You heard the question.

Edit: I just realized conscious sinning doesn't necessarily take a lot of time, because when you sin against the conscience, you basically silence your conscience -- and after that you cannot sin consciously, at least in regards to the sin you silenced the conscience from accusing. So perhaps we should talk about minutes rather than hours.


----------



## Skyler (Feb 28, 2011)

I have no idea. I never bothered to keep track. If God doesn't, why should I?


----------



## Notthemama1984 (Feb 28, 2011)

Enough to know that I am a lost cause apart from Christ.


----------



## Curt (Feb 28, 2011)

Only (mostly) when I'm awake.


----------



## Peairtach (Feb 28, 2011)

Chaplainintraining said:


> Enough to know that I am a lost cause apart from Christ.


 


And enough for me to be ashamed to discuss the subject. I'm just glad I can talk to the Lord about my more and less presumptious sins. It's not something that I think about in terms of minutes or hours.


----------



## Dearly Bought (Feb 28, 2011)

Even the best works that I do in this life are defiled with sin (Isaiah 64:6; Heidelberg Catechism Q. 62).


----------



## Pergamum (Feb 28, 2011)

Are you talking about committing conscious and countable acts of sin only, or are you also taking into account our constant state of being imperfect and sinful creatures and not loving God totally with our hearts and minds in anything we do?

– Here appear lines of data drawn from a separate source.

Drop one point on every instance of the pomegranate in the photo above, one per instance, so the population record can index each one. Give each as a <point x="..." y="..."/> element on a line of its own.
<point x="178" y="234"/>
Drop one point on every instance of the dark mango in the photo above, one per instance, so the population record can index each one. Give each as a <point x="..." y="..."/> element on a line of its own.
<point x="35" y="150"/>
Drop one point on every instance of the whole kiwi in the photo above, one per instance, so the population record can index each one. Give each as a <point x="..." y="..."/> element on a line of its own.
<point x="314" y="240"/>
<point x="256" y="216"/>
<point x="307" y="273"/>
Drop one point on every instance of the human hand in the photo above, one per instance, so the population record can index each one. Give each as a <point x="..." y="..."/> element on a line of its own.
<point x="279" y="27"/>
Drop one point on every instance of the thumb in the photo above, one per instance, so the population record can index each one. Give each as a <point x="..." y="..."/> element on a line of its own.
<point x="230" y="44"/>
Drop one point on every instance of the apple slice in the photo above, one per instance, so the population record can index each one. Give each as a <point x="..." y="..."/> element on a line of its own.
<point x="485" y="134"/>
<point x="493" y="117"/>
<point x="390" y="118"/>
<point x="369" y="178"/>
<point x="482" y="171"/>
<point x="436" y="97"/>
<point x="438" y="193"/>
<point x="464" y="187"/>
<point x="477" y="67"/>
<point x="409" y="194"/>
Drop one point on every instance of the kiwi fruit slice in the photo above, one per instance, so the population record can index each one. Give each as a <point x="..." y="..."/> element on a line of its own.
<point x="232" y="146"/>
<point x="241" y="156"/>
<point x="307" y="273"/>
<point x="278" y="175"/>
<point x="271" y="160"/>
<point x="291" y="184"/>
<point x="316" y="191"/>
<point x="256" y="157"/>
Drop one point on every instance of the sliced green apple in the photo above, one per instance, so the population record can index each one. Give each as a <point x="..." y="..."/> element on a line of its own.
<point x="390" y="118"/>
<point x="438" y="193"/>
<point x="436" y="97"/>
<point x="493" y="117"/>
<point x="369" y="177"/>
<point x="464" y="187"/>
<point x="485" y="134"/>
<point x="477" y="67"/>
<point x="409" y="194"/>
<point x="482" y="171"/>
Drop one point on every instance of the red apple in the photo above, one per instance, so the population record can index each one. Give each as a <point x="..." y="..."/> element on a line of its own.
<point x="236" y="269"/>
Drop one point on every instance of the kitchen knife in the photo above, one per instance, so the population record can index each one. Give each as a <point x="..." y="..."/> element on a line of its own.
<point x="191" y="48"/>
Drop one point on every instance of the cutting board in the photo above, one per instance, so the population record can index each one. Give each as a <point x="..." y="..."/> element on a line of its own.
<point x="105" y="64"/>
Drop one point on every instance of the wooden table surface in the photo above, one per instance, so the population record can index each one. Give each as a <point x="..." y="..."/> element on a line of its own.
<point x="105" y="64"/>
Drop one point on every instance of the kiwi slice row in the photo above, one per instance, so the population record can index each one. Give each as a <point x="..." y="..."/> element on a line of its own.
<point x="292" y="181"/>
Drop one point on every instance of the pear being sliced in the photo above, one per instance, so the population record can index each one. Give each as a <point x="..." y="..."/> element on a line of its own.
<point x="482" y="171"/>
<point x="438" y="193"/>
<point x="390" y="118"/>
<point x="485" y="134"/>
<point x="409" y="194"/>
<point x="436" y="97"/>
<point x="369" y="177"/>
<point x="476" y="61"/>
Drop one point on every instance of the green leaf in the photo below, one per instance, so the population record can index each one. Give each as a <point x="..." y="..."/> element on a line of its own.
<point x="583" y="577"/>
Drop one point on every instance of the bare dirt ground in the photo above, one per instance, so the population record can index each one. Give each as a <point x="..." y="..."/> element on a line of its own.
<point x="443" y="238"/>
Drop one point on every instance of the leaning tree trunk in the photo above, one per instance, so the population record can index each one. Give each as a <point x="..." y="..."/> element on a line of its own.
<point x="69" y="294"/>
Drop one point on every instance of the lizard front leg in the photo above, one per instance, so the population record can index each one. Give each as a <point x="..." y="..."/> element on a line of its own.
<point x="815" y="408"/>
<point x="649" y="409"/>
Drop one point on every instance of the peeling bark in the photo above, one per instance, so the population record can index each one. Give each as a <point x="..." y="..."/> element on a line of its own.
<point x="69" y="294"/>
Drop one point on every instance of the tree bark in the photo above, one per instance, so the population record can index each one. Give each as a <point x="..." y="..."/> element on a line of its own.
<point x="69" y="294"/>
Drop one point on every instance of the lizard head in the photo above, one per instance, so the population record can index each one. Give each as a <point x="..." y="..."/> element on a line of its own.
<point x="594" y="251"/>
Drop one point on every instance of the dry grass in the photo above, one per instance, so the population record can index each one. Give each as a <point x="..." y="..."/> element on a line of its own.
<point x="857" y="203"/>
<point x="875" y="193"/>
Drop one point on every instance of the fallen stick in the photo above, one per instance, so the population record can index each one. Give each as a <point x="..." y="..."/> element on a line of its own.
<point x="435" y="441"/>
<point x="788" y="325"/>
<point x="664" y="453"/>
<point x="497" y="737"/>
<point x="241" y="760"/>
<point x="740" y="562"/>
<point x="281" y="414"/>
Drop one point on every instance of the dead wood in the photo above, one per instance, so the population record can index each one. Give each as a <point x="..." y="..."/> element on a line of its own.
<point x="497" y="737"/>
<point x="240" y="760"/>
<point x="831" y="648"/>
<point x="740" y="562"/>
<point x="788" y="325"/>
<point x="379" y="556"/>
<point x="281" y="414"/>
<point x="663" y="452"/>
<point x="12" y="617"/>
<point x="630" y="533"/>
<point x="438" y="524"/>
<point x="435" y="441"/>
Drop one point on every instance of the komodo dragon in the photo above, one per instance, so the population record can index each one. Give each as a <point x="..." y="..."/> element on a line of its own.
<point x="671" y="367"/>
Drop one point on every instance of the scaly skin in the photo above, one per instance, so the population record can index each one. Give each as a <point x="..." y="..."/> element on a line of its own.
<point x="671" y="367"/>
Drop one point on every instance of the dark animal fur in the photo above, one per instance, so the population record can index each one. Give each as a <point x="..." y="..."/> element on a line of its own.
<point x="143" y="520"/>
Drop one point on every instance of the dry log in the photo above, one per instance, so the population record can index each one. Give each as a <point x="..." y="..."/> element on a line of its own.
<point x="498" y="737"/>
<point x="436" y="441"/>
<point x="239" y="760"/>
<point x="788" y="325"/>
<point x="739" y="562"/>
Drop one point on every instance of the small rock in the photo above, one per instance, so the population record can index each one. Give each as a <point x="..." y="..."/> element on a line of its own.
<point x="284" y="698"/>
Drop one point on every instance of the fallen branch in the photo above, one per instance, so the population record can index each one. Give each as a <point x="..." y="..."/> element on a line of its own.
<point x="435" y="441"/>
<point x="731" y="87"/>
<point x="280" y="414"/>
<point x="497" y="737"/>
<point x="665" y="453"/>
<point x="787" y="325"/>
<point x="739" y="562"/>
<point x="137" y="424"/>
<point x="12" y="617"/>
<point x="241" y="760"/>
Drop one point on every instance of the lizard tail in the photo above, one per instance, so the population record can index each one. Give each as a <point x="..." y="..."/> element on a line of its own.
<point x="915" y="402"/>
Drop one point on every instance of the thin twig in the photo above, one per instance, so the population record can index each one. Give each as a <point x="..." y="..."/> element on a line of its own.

--As far as conscious and deliberate acts of countable sin, I John tells us that Christians do not sin. And if we do, we have an advocate with the Father.
--As far as our imperfect state goes, all of our works are marred by sinfulness.


----------



## InSlaveryToChrist (Mar 1, 2011)

Pergamum said:


> Are you talking about committing conscious and countable acts of sin only, or are you also taking into account our constant state of being imperfect and sinful creatures and not loving God totally with our hearts and minds in anything we do?
> 
> --As far as conscious and deliberate acts of countable sin, I John tells us that Christians do not sin. And if we do, we have an advocate with the Father.
> --As far as our imperfect state goes, all of our works are marred by sinfulness.


 
Yes, I'm talking about countable sins only, that is, conscious sins. I'm not talking about secret sins.


----------



## SolaScriptura (Mar 1, 2011)

Consciously?

More than I'd like, but not as much as I could.


----------



## JennyG (Mar 1, 2011)

I heard someone argue that almost no-one *ever* does conscious wrong, in that whatever they do they have somehow, on some level, justified to themselves.
I think there's food for thought in that idea, but a lot depends on defining terms, and I doubt if it would apply to believers anyway


----------